The Heritage Shops of Asan Tole

By Royal Mountain Travel December 18, 2012


Any local of Kathmandu Valley knows where ‘ghyao-tel pasal’ is. In fact, there are half a dozen such shops. They are to be found behind the Annapurna Temple (Asanmaru Ajima) in Asan Tole, the historical, cultural, religious and commercial center of the Valley. At one corner is the Asanmaru Ajima (The Goddess of Abundance) and close to it, are a row of small shops selling ghee, oil, chaku (molass) and candles. That’s all these small shops have been selling for the last hundred years or so! With no individually identifying name, they are simply known as ‘ghyao-tel pasal’ meaning, ghee-oil shop. Many Newar families have made their fortunes through the business acumen of ‘Tel Sahus’ (oil merchants) and ‘Ghyao Sahus’ (ghee merchants). Today too, their great grandsons sit on small cushions in those tiny ‘heritage shops’.
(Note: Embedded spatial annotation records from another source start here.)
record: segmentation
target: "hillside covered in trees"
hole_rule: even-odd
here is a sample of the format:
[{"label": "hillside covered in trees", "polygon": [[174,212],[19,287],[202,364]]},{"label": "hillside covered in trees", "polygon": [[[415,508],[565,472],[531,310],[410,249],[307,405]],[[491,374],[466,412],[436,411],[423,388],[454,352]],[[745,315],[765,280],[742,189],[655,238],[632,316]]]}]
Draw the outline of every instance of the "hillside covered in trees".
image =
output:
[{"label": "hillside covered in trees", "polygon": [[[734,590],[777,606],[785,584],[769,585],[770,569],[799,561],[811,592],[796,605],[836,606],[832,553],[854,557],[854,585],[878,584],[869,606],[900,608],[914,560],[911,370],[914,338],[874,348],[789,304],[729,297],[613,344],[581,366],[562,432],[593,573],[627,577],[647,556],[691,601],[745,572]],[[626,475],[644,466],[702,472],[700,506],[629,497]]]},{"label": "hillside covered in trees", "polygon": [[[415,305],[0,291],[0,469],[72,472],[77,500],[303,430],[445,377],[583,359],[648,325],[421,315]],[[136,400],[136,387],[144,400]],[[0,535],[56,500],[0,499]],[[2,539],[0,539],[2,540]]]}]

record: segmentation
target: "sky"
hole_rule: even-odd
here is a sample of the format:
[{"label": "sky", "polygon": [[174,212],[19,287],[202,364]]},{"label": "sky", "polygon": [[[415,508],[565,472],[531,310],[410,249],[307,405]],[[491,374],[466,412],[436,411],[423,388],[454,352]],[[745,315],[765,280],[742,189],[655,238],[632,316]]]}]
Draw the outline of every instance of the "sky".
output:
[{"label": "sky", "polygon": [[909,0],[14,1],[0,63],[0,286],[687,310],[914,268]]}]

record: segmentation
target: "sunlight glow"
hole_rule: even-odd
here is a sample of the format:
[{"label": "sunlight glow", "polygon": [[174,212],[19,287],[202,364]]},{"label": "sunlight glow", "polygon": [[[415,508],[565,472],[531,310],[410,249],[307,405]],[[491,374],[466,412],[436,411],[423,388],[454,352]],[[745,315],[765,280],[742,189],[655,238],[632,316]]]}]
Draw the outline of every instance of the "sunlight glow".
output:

Grand Wool Center in Kamalachi Lane of Asan could also be said to be a heritage shop. It is one of the most successful businesses in the Tuladhar community, who make up most of the old timers of business in Asan.  ‘Tula’ means scale. Another heritage shop is Shankha Pasal (Conch Shop) at the opposite on the road going towards Indra Chowk. It was the first one to start the spice trade in Nepal in addition to selling conches. Near to it and opposite the Machhindra Bahal is a shop dealing in brass and copperware. It is simply called, ‘Tama Pasal’ (Copper Shop). It too has gone through a couple of generations and is today run by the third generation of the family. Tama and pital gagris (copper and brass water vessels) are the most important items they sell along with a variety of household utensils and items for religious purposes. Once upon a time, gagris were essential wedding gift items. Ganesh Mandir Pachadi ko Mithai Pasal (The Sweetmeat Shop Behind Ganesh Temple) too is an ancient shop near the Kamalachi Lane which sells mostly traditional Newari sweetmeats.

Just There

The word Asan is a derivative of the word Ansaa:, which means ‘just there’ in Newari. According to a myth, a fish fell out of the sky during a heavy rainfall at the place called Asan today. This was big news and people began asking each other, “where did it fall, do you know?’ “Ansaa:”was the prompt response (meaning, “Just there”). The place thus became known as Asan. There is said to be a shrine built to mark the place where the fish landed.